The Bulls aren’t bad, although maybe they’d be better off if they were. At least then they’d have more immediate incentive to improve.
Let us make this perfectly clear: The Bulls’s championship window, if ever existed at all, is closed. Re-signing Gasol, who turns 36 in July, would be pure madness. Gasol could still contribute to a championship contender, but the Bulls are not that, and won’t be next year either. Noah, who’s out for the remainder of the season following shoulder surgery, shouldn’t be retained either. He’s done a lot for the city of Chicago with his Noah’s Arc Foundation and #RockYourDrop, he’s a fan favorite, but at 31 his best days are behind him. Plus, his unorthodox style is a tough fit in today’s NBA. See also: Varejao, Anderson.
Then there’s the matter of Rose, who will make $21.3 million next season in the final year of a five-year deal he signed in 2011. Expiring contracts are no longer the attractive chip they once were, especially with the salary cap expected to rise, and Rose’s skillset—he’s a 30 percent shooter from three who attempts fewer than three a game—is less valuable than ever when paired with his diminished athleticism.

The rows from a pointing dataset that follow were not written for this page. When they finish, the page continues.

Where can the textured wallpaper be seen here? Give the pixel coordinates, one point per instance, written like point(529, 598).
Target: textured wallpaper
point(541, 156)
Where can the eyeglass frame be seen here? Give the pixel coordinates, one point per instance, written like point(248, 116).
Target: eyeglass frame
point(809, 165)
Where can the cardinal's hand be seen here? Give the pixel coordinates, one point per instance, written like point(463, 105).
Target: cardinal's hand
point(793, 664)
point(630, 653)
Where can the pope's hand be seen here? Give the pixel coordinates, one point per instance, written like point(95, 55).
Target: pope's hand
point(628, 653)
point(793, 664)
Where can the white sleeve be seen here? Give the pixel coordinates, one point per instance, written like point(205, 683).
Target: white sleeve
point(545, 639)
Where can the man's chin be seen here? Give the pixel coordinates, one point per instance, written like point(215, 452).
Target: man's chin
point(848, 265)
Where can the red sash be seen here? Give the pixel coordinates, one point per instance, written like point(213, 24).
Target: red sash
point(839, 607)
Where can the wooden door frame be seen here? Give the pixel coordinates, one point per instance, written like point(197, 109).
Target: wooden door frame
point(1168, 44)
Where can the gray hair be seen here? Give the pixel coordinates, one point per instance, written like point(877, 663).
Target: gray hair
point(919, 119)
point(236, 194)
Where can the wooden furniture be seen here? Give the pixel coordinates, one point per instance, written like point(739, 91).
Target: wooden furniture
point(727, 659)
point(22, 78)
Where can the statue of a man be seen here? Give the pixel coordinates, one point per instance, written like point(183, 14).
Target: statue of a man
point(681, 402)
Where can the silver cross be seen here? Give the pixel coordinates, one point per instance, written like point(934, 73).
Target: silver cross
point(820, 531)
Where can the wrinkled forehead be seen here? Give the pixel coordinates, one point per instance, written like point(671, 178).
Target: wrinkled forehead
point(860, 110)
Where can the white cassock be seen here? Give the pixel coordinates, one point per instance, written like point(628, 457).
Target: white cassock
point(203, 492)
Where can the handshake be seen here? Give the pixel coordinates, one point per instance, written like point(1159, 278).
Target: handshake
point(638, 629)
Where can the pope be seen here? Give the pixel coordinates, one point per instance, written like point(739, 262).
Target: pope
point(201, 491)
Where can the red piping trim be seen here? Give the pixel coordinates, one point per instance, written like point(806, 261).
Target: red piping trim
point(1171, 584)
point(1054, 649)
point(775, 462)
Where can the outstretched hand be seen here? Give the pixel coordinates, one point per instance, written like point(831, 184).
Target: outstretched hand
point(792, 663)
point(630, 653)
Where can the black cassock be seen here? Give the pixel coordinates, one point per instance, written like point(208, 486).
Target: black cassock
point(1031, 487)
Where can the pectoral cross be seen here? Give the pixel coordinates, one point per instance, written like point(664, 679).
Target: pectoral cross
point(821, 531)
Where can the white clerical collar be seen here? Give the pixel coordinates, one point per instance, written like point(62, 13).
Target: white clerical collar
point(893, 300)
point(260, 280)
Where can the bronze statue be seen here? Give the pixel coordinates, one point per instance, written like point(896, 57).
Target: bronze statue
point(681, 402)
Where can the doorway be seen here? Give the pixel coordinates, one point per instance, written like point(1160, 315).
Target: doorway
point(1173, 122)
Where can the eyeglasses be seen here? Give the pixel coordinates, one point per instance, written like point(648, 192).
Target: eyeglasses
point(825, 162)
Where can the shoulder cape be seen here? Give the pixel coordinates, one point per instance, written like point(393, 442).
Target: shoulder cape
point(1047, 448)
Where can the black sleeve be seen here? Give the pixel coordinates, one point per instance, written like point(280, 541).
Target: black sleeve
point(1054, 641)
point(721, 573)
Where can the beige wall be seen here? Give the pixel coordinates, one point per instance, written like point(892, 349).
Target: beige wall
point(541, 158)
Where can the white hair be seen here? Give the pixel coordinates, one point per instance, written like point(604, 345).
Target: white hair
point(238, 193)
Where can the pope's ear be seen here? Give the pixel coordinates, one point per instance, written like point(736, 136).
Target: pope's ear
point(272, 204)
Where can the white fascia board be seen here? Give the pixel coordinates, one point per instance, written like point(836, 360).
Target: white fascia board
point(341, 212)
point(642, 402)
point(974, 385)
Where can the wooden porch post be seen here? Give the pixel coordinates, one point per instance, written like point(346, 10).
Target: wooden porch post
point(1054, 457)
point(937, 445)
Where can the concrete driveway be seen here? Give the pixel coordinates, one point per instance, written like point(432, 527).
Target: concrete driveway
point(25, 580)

Given his Chicago upbringing, it seems likely the Bulls will try and retain him at a salary more commensurate with his current game, one that hasn’t seen him make All-NBA since 2011 or an All-Star game since 2012.
I, as a lifelong Bulls fan, have an alternate proposal: BURN IT ALL DOWN.
All of it. There’s a danger of missing the playoffs this year? GREAT. Get a lottery pick, even if that means only the tiniest chance of lucking into Ben Simmons or Brandon Ingram. Hope Sacramento somehow falls out of the top 10 so you get their pick too. Fire everyone who can be fired, from GarPax to Hoiberg to the hapless team doctors. Trade Rose—or waive and stretch him if you must—let Gasol and Noah walk, shop Mike Dunleavy and Taj Gibson, both on reasonably inexpensive deals. Start over with the young guys—Bobby Portis and Doug McDermott and maybe Nikola Mirotic, although if the right offer came along, he could go too. Send Tony Snell to a farm upstate.
Which brings us to Jimmy Butler. As noted, he’s probably THE most coveted type of player these days, a two-way wing who’s just 26 years old and seems primed for an All-Star level career, signed to a five-year, $89 million deal right when the cap is set to increase. Trading him would be supremely difficult to sell to the Bulls fanbase. It’s perhaps worth remembering that Michael Jordan turned 26 during the 1989-90 season—and won his first title the next year. That said, the ‘15-16 Bulls are nowhere near the ‘89-90 squad (who took the reigning champion Pistons the full seven games in the Eastern Conference Finals) and Jimmy Butler, good as he is, isn’t Michael Jordan. Blow up the whole thing, start from scratch, and, dare I say, #TrustTheProcess
And this is where I start to pull myself back from the brink, just a little bit. Assuming a team isn’t willing to give what’s necessary to get Butler—say, a young All-Star level talent and an unprotected first rounder—go ahead and build around him and Portis. Pursue guys like Al Horford and Kent Bazemore in free agency, add another lottery pick or two. Bring in a new GM and allow them to hire a coach suited to today’s NBA, whether it be Luke Walton or another blossom from the ever-blooming Popovich tree. Start over, start fresh.
And this time, for the first time in a long while, do it right.